Evolutionary Biology

What would it take to make a global theory of evolutionary biology?

At a “local level” there’s natural selection. And there are plenty of “chemical-reaction-equation-like” (and even “reaction-diffusion-equation-like”) models for relations between the “concentrations” of small numbers of species. And, yes, there are global “developmental constraints”, that I for example have studied quite extensively with the computational paradigm.

But somehow the Multicomputational Paradigm seems to have the potential to make global “structural” statements about things like the whole “space of species” (and even why there are lots of species at all) just on the basis of the pure “combinatorial structure” of biological processes. For example, one can imagine making a multicomputational model of “generalized evolutionary biology” in which the tokens are possible specific individual organisms, and the events are all their conceivable behaviors and interactions (e.g. two organisms mating in all possible ways to produce another). (An alternative approach would take the tokens to be genes.) The particular history of all life on Earth would correspond to sampling a particular path through this giant token-event graph of all possibilities. And in a sense the “fitness environment” would be encoded in the “reference frame” being used. The “biologist observer” might “coarse grain” the token-event graph by combining tokens that are considered to be the “same species”—potentially reducing the graph to some kind of phylogenetic tree. But the overall question is whether—much like in fundamental physics—the underlying multicomputational structure (as sampled by some class of observers) might inexorably imply certain “general emergent laws of biological evolution”. One might imagine that the layout of organisms in “evolutionary space” at a particular time could be defined from a slice of a causal graph.

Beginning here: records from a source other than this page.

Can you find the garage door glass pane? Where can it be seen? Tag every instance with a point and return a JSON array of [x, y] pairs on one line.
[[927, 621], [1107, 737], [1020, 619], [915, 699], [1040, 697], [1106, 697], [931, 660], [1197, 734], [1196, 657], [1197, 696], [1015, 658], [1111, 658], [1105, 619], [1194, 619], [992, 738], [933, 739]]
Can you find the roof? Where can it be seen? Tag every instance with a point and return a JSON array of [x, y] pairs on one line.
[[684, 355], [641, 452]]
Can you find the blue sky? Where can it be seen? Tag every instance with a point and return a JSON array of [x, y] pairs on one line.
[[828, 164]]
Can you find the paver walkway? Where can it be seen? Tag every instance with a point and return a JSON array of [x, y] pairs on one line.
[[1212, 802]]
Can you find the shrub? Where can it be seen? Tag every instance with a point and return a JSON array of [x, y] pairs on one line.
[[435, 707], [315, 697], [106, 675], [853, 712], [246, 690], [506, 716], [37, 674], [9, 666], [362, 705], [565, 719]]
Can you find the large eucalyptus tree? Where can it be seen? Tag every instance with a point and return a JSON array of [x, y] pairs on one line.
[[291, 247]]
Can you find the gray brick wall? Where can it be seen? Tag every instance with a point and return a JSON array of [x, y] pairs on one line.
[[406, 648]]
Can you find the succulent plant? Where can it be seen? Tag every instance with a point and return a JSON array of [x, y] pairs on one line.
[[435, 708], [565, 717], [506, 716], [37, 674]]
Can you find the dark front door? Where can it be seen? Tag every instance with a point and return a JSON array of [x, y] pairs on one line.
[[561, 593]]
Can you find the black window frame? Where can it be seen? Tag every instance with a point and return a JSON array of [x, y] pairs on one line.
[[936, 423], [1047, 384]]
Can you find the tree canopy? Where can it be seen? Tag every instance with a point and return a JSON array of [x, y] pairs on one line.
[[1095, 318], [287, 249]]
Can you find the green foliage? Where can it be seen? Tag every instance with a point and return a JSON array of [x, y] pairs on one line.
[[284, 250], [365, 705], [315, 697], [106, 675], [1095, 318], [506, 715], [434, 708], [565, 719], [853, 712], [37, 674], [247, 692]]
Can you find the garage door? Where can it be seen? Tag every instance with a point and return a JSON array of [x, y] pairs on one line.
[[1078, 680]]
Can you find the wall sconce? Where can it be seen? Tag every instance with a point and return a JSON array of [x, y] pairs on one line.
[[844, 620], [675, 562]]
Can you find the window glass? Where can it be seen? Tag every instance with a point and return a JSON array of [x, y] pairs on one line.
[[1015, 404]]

And perhaps there is an analog of general relativity that exists when the “fitness environment reference frames” are “computationally tame enough” relative to the computational process of evolution. And maybe there are even analogs of the singularity theorems of general relativity, that would generically lead to the formation of event horizons—so that in some sense the distribution of species is like the distribution of black holes in a late-stage universe.

(There is a certain analogy with Metamathematics here too: different organisms are like different mathematical statements, and finding a “paleontological connection” between them is like finding proofs in mathematics. Sometimes a particular evolutionary path might end in an “extinction singularity” but often—like in mathematics—the path can be infinite, representing an infinite future of “evolutionary innovations”.)